Search code examples
performancekdb

Alternative to using ungroup in kdb?


I have two tables in KDB.

One is a timeseries with a datetime, sym column (spanning multiple dates, eg could be 1mm rows or 2mm rows). Each timepoint has the same number of syms and few other standard columns such as price. Let's call this t1:

`date`datetime`sym`price

The other table is of this structure:

`date`sym`factors`weights 

where factors is a list and weights is a list of equal length for each sym. Let's call this t2.

I'm doing a left join on these two tables and then an ungroup. factors and weights are of not equal length for each sym.

I'm doing the following:

select sum (weights*price) by date, factors from ungroup t1 lj `date`sym xkey t2 

However this is very slow and can be as slow as 5-6 seconds if t1 has a million rows or more.

Calling all kdb experts for some advice!

EDIT:

here's a full example: (apologies for the roundabout way of defining t1 and t2)

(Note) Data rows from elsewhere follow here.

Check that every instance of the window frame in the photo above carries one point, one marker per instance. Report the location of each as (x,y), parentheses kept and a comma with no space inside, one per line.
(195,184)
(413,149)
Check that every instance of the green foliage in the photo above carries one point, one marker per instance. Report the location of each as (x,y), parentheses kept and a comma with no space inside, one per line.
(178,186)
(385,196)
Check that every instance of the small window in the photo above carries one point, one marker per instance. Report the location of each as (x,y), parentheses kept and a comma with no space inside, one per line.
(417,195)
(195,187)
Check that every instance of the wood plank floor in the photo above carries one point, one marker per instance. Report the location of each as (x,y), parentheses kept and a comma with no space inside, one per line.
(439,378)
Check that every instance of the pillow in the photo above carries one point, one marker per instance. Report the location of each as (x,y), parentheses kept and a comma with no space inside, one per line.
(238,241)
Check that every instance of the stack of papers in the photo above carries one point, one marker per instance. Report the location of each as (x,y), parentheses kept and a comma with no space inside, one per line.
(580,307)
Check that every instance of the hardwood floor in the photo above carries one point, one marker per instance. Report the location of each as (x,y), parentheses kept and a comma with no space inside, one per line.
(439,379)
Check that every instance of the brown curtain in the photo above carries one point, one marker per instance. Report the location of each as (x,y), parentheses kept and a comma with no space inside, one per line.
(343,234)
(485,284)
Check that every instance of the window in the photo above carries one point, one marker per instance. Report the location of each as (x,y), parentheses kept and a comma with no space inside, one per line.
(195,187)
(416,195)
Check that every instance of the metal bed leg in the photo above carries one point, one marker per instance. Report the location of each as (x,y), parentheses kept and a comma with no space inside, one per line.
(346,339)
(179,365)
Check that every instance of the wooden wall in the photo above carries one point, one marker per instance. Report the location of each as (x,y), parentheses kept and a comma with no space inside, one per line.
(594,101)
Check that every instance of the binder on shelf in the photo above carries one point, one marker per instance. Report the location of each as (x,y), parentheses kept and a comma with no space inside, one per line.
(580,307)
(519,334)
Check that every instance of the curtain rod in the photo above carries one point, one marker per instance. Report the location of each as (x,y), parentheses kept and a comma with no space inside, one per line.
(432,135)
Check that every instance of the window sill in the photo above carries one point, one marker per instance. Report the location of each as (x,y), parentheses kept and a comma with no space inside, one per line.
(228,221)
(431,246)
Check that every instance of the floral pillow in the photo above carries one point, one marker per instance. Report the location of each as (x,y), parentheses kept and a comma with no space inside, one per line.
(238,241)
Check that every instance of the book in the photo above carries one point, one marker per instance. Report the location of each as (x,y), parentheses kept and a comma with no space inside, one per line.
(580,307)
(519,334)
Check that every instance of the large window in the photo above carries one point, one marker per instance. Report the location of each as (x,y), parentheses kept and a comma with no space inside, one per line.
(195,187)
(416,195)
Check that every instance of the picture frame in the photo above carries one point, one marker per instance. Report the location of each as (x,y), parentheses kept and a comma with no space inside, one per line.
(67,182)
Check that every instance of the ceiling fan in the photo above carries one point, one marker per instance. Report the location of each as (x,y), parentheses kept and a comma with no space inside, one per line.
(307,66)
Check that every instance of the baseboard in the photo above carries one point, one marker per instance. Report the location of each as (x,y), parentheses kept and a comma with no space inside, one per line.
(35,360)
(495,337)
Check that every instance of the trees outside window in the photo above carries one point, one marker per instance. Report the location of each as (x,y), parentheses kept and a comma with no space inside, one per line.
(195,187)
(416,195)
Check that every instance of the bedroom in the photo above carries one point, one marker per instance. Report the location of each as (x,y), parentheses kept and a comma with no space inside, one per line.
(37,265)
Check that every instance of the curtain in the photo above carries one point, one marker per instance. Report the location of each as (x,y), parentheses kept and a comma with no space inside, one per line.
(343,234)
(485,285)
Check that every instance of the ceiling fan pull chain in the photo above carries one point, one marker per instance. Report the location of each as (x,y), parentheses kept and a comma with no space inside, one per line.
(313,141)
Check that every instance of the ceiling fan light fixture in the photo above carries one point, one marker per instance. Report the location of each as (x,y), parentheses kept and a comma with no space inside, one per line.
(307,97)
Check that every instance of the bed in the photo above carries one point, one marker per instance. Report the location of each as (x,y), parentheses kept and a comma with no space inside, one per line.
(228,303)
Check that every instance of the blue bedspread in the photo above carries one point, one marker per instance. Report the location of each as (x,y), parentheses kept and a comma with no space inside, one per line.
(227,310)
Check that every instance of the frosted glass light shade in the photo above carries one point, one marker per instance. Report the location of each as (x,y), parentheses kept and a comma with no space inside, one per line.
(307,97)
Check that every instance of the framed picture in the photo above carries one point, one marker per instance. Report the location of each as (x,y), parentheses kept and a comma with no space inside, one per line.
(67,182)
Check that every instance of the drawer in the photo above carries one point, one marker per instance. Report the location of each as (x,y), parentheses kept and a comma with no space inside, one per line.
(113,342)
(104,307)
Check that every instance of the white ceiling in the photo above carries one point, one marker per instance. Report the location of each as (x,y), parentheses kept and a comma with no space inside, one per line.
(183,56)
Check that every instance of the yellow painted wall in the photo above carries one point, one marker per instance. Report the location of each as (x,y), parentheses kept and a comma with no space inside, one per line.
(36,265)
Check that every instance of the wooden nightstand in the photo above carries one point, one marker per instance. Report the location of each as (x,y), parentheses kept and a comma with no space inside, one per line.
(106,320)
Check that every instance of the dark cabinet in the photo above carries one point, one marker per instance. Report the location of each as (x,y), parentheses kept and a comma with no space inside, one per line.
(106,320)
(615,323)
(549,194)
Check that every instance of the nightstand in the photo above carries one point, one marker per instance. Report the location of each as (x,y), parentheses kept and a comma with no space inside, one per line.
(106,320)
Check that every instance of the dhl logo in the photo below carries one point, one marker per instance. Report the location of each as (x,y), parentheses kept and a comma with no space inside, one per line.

interval: `long$`time$00:01:00; 
hops: til 1+ `int$((`long$(et:`time$17:00)-st:`time$07:00))%interval;
times: st + `long$interval*hops; 
dates: .z.D - til .z.D-.z.D-10; 
timepoints: ([] date: dates) cross ([] time:times); 
syms: ([] sym: 300?`5); 
universe: timepoints cross syms; 
t1: update datetime: date+time, price:count[universe]?100.0 from universe;
t2: ([] date:dates) cross syms; 
/ note here my real life t2, doesn't have a count of 10 weights/factors for each sym, it can vary by sym. 
t2: `date`sym xkey update factors: count[t2]#enlist 10?`5, weights: count[t2]#enlist 10?10 from t2; 

/ what is slow is the ungroup 
select sum weights*price by date, datetime, factors from ungroup t1 lj t2

Solution

  • One approach to avoid the ungroup is to work with matrices (aka lists of lists) and take advantage of the optimised matrix-multiply $ seen here: https://code.kx.com/q/ref/mmu/

    In my approach below, instead of joining t2 to t1 to ungroup, I group t1 and join to t2 (thus keeping everything as lists of lists) and then use some matrix manipulation (with a final ungroup at the end on a much smaller set)

    q)\ts res:select sum weights*price by date, factors from ungroup t1 lj t2
    4100 3035628112
    q)\ts resT:ungroup exec first factors,sum each flip["f"$weights]$price by date:date from t2 lj select price by date,sym from t1;
    76 83892800
    
    q)(0!res)~`date`factors xasc `date`factors`weights xcol resT
    1b
    

    As you can see its much quicker (at least on my machine) and the result is identical save for ordering and column names.

    You may still need to modify this solution somewhat to work in your actual use-case (with variable weights etc - in this case perhaps enforce a uniform number of weights across each sym filling with zeros if necessary)